Points on $y^2=x-2$ can be written as $(t^2+2,t)$, the distance from $(t^2+2,t)$ to $-2x+y=0$ is $\frac{|-2(t^2+2)+t|}{\sqrt{(-2)^2+1^2}}= \frac{|2t^2-t+4|}{\sqrt{5}}=\frac{|2(t-1/4)^2+31/8|}{\sqrt{5}}$.
The distance from $(t^2+2,t)$ to $x+y=0$ is $\frac{|t^2+2+t|}{\sqrt{(1)^2+1^2}}= \frac{|(t+1/2)^2+7/4|}{\sqrt{2}}$.

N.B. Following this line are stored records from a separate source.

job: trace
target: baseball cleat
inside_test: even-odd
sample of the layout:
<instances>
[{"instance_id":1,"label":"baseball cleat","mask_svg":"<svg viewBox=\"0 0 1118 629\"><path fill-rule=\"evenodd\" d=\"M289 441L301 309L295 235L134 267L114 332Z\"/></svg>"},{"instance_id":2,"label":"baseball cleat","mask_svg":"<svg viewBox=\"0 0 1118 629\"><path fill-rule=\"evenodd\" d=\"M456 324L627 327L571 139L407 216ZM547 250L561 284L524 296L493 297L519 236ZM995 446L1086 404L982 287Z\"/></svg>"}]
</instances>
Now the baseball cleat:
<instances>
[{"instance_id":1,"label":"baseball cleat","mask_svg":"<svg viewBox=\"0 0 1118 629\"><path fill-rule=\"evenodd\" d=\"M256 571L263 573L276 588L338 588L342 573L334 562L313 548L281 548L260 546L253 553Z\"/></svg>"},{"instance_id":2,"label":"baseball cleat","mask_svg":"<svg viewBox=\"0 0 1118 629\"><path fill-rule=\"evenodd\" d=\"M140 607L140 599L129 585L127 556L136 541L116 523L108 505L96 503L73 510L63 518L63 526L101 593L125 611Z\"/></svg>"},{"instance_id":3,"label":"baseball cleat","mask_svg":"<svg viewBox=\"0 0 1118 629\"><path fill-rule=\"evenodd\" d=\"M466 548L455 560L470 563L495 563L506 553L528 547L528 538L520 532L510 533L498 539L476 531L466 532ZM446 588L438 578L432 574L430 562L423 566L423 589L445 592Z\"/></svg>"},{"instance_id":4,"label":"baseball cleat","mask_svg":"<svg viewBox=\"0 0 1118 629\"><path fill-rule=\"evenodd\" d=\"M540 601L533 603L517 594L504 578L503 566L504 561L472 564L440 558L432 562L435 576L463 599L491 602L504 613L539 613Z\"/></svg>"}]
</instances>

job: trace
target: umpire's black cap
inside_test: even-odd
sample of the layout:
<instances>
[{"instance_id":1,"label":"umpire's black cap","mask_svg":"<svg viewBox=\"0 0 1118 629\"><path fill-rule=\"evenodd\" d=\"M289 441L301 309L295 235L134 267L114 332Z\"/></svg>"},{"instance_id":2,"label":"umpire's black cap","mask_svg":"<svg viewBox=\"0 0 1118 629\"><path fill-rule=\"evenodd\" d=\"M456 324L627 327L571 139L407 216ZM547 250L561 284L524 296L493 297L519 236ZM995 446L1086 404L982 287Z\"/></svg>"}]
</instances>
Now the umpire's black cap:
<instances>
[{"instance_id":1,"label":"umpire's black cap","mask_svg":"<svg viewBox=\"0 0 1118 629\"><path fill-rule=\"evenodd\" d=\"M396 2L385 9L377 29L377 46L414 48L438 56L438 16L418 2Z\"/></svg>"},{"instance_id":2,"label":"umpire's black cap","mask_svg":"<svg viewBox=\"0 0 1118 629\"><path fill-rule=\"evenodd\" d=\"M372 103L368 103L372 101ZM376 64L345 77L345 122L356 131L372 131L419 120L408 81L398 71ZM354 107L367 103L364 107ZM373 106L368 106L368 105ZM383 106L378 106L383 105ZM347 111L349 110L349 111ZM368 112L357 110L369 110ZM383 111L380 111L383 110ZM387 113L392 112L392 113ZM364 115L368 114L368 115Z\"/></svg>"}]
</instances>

$\frac{7}{4\sqrt2}<\frac{31}{8\sqrt5}$ so $\frac{7}{4\sqrt2}=\frac{7\sqrt{2}}{8}$ is minimum distance.
A: The first conic is two straight lines, of which the one which is closest to the parabola is the line $x+y=0$.
So you just need to find the point P on the parabola where the gradient is $-1$, and find the point where the normal at P meets this line.